The Pentagon chief gave Defense Department hospitals and clinics with underperforming units 30 days to develop plans to reduce wait times and deal with other access issues. He told facilities with quality problems to submit improvement plans in 45 days.
"The review found pockets of excellence ... it also found gaps, however, and facilities that must improve," Hagel told reporters at the Pentagon.
"The bottom-line finding is that the military healthcare system ... is comparable in access, quality and safety to average private-sector healthcare," he added. "But we cannot accept average ... we can do better."
Officials said none of the medical facilities examined underperformed consistently on the three main areas examined: access to care, quality of care or safety. There were some underperforming units in some hospitals, but the overall facility provided reliable healthcare, they said.
Hagel ordered the healthcare system review in late May after the head of an Army medical center was relieved of command over concerns about problems at the hospital, including two deaths.
The incident coincided with an investigation into waiting times at the separate medical system for U.S. military veterans.

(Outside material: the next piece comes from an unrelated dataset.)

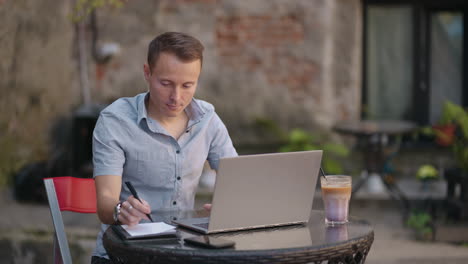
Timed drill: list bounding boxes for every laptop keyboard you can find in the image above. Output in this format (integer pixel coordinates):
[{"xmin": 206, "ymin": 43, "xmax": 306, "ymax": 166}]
[{"xmin": 193, "ymin": 223, "xmax": 208, "ymax": 229}]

A probe found that staff at a Veterans Affairs facility in Phoenix had hidden months-long waiting times so they could meet the two-week targets used to determine salary and bonuses.
That finding sparked a political furor that led to the resignation of U.S. Veterans Affairs Secretary Eric Shinseki, a respected 71-year-old retired Army general.
Deputy Defense Secretary Robert Work, who led the study of the military's healthcare system, said he did not think it was useful to compare the issues identified by his review with those found at the Veterans Affairs medical system.
"We were satisfied with the finding that we are comparable with the (civilian) healthcare system and we have no crisis," Work said.
The review found the military healthcare system generally "provides good quality care that is safe and timely, and is comparable to that found in the civilian sector," according to a final report nearly 650 pages long.
It also found wide performance variability, with some areas doing better than civilian facilities and others below national benchmarks.
The report noted the failure to create system-wide measures to track and monitor performance in the areas of access, quality and safety. For example, the military healthcare system does not track office waiting times, a standard used by others.
The U.S. military healthcare system provides treatment for 9.6 million people, including troops, retirees and family members. It operates 56 hospitals, 361 ambulatory care clinics and 249 dental clinics. It employs more than 146,000 people, both military and civilian.
The study did not address issues related to battlefield medicine.